Department of Immigration and Multicultural Affairs

Department overview
- Formed: 11 March 1996
- Preceding Department: Department of Immigration and Ethnic Affairs (II) Department of the Prime Minister and Cabinet – for multicultural affairs;
- Dissolved: 26 November 2001
- Superseding Department: Department of Immigration and Multicultural and Indigenous Affairs;
- Jurisdiction: Commonwealth of Australia
- Headquarters: Canberra
- Annual budget: $350 million (approximate annual operating budget in 2000)
- Minister responsible: Philip Ruddock, Minister for Immigration and Multicultural Affairs;
- Department executives: Helen Williams, Secretary (1996–1998); Bill Farmer, Secretary (1998–2001);
- Child agencies: Refugee Review Tribunal; Immigration Review Tribunal;
- Website: immi.gov.au

= Department of Immigration and Multicultural Affairs (1996–2001) =

Former Australian government department

The Department of Immigration and Multicultural Affairs (also called DIMA) was an Australian government department that existed between March 1996 and November 2001. Its slogan was "Enriching Australia through migration".

==Scope==
Information about the department's functions and government funding allocation could be found in the Administrative Arrangements Orders, the annual Portfolio Budget Statements, in the department's annual reports and on the department's website.

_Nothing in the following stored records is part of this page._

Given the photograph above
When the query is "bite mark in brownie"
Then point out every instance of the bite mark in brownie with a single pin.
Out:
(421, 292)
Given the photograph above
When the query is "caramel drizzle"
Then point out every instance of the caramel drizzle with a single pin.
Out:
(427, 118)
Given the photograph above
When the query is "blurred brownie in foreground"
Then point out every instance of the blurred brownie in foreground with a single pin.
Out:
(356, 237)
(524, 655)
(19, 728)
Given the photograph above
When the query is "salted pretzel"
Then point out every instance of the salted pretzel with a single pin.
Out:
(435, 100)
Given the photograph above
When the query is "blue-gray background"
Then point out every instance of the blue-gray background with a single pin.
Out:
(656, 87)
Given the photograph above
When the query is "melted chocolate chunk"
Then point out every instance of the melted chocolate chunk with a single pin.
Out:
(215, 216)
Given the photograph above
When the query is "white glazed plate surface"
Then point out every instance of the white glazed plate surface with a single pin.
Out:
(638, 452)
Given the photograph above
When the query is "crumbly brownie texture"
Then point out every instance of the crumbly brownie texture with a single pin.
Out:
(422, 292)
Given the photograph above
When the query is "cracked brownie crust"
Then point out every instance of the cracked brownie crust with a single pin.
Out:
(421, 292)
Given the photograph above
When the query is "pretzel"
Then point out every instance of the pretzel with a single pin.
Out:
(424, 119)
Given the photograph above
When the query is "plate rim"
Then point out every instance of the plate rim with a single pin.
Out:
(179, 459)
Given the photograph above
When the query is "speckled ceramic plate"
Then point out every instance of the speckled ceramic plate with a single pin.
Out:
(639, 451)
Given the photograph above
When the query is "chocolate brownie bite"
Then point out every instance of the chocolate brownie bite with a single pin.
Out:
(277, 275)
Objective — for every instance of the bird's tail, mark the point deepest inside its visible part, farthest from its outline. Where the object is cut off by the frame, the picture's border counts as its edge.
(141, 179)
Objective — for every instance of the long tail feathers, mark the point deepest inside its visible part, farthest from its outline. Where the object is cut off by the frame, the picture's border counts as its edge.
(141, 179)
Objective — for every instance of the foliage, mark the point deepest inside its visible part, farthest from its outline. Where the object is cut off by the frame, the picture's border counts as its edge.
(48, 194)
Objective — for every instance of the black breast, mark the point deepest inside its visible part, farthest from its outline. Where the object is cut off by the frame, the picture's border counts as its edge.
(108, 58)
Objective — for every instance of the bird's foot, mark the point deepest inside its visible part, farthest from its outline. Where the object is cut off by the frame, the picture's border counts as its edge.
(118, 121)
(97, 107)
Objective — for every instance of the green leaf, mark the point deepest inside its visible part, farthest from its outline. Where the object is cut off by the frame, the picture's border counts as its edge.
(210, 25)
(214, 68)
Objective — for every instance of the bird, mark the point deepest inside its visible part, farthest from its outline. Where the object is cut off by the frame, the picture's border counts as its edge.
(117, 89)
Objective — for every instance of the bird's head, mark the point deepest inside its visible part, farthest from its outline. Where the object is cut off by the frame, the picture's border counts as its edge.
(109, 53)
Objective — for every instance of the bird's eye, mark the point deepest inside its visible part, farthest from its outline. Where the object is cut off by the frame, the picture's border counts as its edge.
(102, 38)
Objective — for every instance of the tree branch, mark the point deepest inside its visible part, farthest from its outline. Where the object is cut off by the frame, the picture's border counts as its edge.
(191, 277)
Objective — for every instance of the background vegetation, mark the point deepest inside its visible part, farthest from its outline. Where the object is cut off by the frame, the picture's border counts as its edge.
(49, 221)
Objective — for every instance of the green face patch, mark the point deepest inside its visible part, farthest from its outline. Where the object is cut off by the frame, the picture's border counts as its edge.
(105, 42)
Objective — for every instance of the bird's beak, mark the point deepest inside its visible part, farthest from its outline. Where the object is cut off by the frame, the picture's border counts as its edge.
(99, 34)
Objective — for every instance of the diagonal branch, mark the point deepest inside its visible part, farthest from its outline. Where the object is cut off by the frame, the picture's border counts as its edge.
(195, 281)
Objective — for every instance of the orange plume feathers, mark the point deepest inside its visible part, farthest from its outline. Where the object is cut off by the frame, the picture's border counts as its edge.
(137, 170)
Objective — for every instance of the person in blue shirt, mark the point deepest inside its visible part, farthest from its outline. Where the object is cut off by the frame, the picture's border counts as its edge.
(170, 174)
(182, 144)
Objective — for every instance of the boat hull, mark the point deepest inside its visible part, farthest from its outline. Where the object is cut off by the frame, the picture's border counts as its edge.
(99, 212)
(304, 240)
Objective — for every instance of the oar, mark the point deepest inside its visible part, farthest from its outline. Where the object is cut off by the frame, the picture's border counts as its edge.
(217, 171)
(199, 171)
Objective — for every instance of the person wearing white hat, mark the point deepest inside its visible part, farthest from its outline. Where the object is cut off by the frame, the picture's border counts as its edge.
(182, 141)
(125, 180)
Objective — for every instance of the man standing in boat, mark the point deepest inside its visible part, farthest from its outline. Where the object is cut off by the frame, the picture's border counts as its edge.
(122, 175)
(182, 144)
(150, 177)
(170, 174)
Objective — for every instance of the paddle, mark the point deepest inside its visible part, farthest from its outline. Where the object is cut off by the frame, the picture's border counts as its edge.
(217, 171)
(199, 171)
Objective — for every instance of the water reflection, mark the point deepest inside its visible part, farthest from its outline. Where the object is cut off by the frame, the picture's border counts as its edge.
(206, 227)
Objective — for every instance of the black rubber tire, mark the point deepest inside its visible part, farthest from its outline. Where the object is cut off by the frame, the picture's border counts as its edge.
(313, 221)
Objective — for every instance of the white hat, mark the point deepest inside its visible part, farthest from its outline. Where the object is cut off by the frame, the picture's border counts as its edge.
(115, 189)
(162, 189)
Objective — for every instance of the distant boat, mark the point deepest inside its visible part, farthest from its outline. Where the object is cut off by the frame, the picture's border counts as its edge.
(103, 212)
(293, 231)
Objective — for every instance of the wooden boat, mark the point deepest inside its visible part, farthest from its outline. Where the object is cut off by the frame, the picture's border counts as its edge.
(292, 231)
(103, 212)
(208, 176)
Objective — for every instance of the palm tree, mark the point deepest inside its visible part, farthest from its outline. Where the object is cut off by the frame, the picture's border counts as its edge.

According to the Administrative Arrangements Order made on 11 March 1996, the department dealt with:
- Migration, including refugees
- Citizenship
- Ethnic affairs
- Post-arrival arrangements for migrants, other than migrant child education
- Multicultural affairs

==Structure==
The department was an Australian Public Service department, staffed by officials who were responsible to the Minister for Immigration and Multicultural Affairs, Philip Ruddock. The Secretary of the department was Helen Williams (until February 1998) and then Bill Farmer. In 2000, the department had approximately 3600 staff.